Wann ist es so weit, Sara? - 1. Folge
by Phyllis Korkki
Mama, ich habe ein Riesenproblem.
Du musst mir helfen.
Oh, nein. Was ist es denn dieses Mal?
Eine Kollegin hat mich gerade gefragt, wann es so weit ist!
Ach, Gott.
Sie hat gedacht, ich bin schwanger!!
Mir ist aufgefallen, dass du ein bisschen zugenommen hast.
Ich mochte natürlich nichts sagen.
Na ja, Miranda auf der Arbeit hatte kein Problem damit, etwas zu sagen.
Offenbar stand es für sie außer Frage, dass ich SCHWANGER bin!
Schatz, ich weiß, es muss schlimm gewesen sein, das zu hören.
Aber iss doch einfach weniger Süßigkeiten und fang an, ins Fitness-Studio zu gehen.
Dann bist du im Nullkommanichts wieder so schlank wie früher.
Du verstehst nicht, Mama.
Diese Miranda, die ist super-sensibel.
Ständig fragt sie mich, ob ich auf sie sauer bin.
Und wenn man sie nur ein kleines bisschen kritisiert, regt sie sich total auf.
Ich kenne diesen Typ Mensch.
Es muss ihr so peinlich gewesen sein, als du ihr gesagt hast, dass du gar nicht schwanger bist.
Das ist es ja gerade, Mama. Ich wollte nicht, dass sie sich so fühlt …
Oh, mein Gott.
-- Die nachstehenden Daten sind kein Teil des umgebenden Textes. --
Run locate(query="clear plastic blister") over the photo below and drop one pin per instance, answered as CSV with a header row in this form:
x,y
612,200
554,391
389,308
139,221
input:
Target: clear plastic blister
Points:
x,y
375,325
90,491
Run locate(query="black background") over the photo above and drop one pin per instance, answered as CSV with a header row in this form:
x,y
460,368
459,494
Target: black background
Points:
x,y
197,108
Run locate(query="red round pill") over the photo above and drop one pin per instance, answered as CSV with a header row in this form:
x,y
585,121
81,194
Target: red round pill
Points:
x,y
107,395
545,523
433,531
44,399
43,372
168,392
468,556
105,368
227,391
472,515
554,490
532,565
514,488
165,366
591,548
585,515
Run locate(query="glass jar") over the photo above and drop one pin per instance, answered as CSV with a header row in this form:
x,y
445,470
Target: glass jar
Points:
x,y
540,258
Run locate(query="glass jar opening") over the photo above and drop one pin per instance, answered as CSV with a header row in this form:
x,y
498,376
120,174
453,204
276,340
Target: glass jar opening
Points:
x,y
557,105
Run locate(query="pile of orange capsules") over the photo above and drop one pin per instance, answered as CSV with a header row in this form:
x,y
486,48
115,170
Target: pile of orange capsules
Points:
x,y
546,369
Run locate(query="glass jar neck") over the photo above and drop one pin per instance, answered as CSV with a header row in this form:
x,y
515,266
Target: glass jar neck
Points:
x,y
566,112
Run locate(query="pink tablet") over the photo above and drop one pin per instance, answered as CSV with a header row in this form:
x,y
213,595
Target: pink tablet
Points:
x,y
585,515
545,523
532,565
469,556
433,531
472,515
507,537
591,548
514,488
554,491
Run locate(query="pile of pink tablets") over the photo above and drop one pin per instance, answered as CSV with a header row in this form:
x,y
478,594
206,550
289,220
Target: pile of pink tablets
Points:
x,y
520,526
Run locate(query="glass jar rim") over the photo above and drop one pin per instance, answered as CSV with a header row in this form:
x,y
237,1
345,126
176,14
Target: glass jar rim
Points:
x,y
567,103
Ich habe Angst vor dem, was jetzt kommt.
Ich habe nicht nachgedacht!
In vier Monaten, habe ich gesagt!
Ich habe gesagt, in vier Monaten ist es so weit!!
Sara, wir hatten dieses Thema schon, als du noch ganz klein warst.
Lügen ist schlecht.
Es sei denn, jemand mit einem fürchterlichen Haarschnitt fragt dich, ob dir sein Haarschnitt gefällt.
Nur dann darfst du lügen.
Ich kenne die Regel, Mama.
💇 💇 🙊
Aber ich hatte überhaupt nicht das Gefühl, dass ich lüge.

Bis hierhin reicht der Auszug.